In short: consumers get too much control over the generated SQL.
An alternative, GraphQL-friendly solution
Rather than trying to “fix” our generated SQL, we can go in the opposite direction. Instead of building complex queries with a lot of joins we’ll stick to very simple queries like these:
-- Get one thing by ID
SELECT … FROM things WHERE id = $id
-- Get associated things
SELECT … FROM child_things WHERE parent_id = $thing_id LIMIT $page_size
-- Get a page of things
SELECT … FROM things WHERE created > $min_date ORDER BY created LIMIT $page_size
JOINs are not forbidden, they just need to be static. For example, things could actually be an aggregate that requires joining multiple tables together. The only dynamic parts are the actual variables ($id, $page_size, etc), and in some cases the contents of the WHERE and ORDER BY clauses to accommodate things like user-controlled sorting.

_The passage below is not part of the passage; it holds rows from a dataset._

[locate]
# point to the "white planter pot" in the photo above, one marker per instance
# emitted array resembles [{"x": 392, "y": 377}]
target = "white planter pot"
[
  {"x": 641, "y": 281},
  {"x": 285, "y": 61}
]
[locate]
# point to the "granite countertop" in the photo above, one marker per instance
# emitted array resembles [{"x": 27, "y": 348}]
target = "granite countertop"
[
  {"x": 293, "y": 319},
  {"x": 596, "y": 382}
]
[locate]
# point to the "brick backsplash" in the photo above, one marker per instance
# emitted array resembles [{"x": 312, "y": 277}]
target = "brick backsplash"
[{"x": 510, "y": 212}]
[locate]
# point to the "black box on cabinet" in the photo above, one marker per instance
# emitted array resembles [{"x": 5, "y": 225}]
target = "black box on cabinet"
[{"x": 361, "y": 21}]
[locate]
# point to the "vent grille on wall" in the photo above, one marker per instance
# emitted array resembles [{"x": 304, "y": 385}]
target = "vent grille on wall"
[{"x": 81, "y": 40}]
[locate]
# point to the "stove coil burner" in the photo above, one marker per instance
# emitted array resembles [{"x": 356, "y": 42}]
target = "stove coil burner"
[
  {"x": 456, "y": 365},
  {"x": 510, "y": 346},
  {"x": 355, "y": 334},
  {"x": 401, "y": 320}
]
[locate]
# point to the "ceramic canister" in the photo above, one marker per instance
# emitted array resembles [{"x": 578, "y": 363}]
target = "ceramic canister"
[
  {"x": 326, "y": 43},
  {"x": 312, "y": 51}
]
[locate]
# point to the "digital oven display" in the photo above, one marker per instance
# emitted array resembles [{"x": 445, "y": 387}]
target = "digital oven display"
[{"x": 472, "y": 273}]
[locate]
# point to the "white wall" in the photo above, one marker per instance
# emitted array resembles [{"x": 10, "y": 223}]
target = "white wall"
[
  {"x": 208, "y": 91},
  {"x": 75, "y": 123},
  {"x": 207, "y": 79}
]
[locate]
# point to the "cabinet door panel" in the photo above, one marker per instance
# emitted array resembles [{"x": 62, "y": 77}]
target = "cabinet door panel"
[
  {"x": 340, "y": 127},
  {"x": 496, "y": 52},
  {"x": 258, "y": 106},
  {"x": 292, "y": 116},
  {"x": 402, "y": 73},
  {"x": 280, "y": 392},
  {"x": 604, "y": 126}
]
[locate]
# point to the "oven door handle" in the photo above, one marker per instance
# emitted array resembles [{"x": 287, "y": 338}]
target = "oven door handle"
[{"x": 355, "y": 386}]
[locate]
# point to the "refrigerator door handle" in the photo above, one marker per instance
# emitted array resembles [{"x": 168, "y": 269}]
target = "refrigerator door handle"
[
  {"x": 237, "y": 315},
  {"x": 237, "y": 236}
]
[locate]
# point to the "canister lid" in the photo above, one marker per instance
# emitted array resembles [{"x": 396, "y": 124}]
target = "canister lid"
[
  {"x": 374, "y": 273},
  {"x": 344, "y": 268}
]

The benefit of keeping data fetch operations nice and simple is that there are a lot of optimization opportunities. Even though there are still N+1 calls to resolver functions, the database doesn’t need to be hit nearly as frequently.
Optimizations
Memoization
In Node.js this can be accomplished with the library dataloader. Memoization is a type of caching where a function’s return value is cached for a given set of inputs. This means that if there are many calls to resolveGroupById, it will only execute once per unique group ID and then reuse the value. The cached value only needs to live for the duration of the request (or one event loop iteration in JS) in order to be useful. In some use cases, this doesn’t help at all but in others, it massively reduces the number of database calls. Imagine loading 100 users with their group, but the only groups are “admins” and “users”. There would be one query to load the users and a maximum of two queries to load the groups because there is a lot of repetition.
Batching
This can also be accomplished with dataloader. In an N+1 database query situation, the N queries may be batchable. Instead of calling resolveGroupById once per group, call resolveManyGroupsById once with the list of unique IDs. The result could be many SELECT statements in a single round trip. It could also generate a single SELECT:
SELECT … FROM groups WHERE id IN ($id_1, $id_2, …)
Database caching
A simpler database interface, where data is only fetched by ID or listed with a simple filter, means fewer unique query plans. That also means query plans are more likely to be cached and less RAM is required to cache actual data in memory. Not all databases work the same, but in general, in-database caching features work better with fewer unique queries.
Application layer caching
This refers to a cache layer that sits somewhere in between the web API and the actual database. It probably involves storing data in in-process memory, or in an external cache database like Redis or Memcached. With predictable queries, it is easier to define aggregates that can be fetched only by ID. Since there are likely a ton of GetThingById calls, all that’s needed is a key/value store, as long as there is a reasonable way to invalidate the cache when needed. Ideally, all writes are encapsulated by the API so that InvalidateThingById can be called whenever something changes.
Wrapping up
It turns out that the ostensibly naive approach of calling many resolvers for a single request actually scales pretty well, as long as you are willing to invest some effort into the data access layer that sits between the resolver functions and the database itself. The alternative solution of generating complex, dynamic SQL actually ends up putting complexity in the wrong place and creates more problems for an application that needs to scale well. The best part about this conclusion is that it makes total sense to start out with the simplest possible implementation and then add in the optimizations only if, or when, they are needed, without undoing any previous work.